Sure, not all guys buy into that to the same extent, but it is still demonstrably hard to go against that grain and men who do often pay a social price. It's great that you've tried to distance yourself from that stuff, but it's also deeply in your subconscious because you were indoctrinated into that your entire life you don't actually know the ways that it still impacts you unless you are actively doing that work on an ongoing basis - something few men are doing.
Yes, women participate in patriarchy in all sorts of ways as well, but since women were second-class citizens by law a mere 50 years ago, there's still quite a power differential and a host of systemic ways that they are marginalized. If you think that the world is even remotely safe or remotely equal for women then you aren't an actual ally. If you don't clearly see just how much more work there is to be done, then you are indicting yourself and making my point for me.
Manhood or masculinity alone is not the cause of violence, but the way we socialize boys to become men is clearly a factor.

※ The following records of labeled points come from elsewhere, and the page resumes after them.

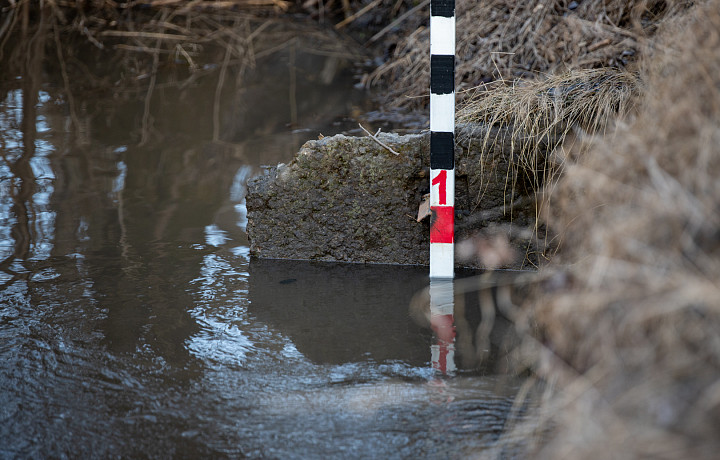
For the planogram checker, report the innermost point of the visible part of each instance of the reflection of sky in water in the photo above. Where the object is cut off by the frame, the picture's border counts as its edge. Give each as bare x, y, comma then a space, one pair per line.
42, 218
238, 190
220, 311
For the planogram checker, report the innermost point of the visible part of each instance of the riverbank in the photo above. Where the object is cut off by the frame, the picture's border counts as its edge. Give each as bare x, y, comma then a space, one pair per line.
627, 316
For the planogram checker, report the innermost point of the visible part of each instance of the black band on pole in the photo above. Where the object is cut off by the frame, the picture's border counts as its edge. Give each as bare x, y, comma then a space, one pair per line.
444, 8
442, 146
442, 74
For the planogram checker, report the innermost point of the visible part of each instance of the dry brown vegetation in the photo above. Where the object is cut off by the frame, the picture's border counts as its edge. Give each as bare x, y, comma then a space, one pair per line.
629, 314
506, 40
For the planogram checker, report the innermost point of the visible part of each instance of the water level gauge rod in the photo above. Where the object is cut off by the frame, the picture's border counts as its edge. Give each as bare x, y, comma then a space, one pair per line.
442, 138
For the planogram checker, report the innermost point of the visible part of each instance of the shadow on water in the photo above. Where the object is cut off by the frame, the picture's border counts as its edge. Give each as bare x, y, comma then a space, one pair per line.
337, 314
132, 323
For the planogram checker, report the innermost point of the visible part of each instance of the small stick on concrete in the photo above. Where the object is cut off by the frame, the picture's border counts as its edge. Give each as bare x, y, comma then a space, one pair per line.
374, 137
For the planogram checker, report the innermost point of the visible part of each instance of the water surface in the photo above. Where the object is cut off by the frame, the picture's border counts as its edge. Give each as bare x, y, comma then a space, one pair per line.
134, 324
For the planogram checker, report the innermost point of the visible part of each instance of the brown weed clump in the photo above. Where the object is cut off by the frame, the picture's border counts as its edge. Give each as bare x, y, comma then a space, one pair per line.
540, 116
631, 324
507, 40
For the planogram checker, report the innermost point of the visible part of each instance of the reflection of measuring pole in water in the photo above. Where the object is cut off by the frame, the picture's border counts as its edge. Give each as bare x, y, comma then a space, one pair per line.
442, 138
442, 351
442, 182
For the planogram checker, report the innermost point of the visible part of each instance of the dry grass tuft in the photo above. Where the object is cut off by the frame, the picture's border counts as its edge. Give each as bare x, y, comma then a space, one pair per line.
506, 40
538, 116
631, 327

We emphasize in this report that there is nothing inherent about being male that drives violence. Being biologically male is not the key cause of men’s violence, and in fact, contributes little to understanding and preventing violence. Boys (and girls) are raised, taught, socialized, encouraged, traumatized into, and made to witness violence. They are not born to be violent. The research also clearly presents the extent to which men and women, and boys and girls, can and do resist violent ideas about manhood and resist violence every day.
“[Ours] is a culture in which sexualized violence, sexual violence, and violence-by-sex are so common that they should be considered normal. Not normal in the sense of healthy or preferred, but an expression of the sexual norms of the culture, not violations of those norms. Rape is illegal, but the sexual ethic that underlies rape is woven into the fabric of the culture.” — Robert Jensen
Individuals need to be held accountable for their actions, but violent individuals must be understood as products of a much larger cultural system. By offering up a steady stream of images of sexually aggressive men and connecting dominant notions of masculinity with the control of women, the mainstream media and entertainment culture — which includes the enormous pornography industry — play a critical role in constructing violent male sexuality as a cultural norm. And here is the paradox: this very “normality” makes it harder to see just how pervasive the problem is. If heterosexual men are routinely turned on by representations of women in which sexiness is indistinguishable from mistreatment, the equation becomes unremarkable — if not part of sexuality itself.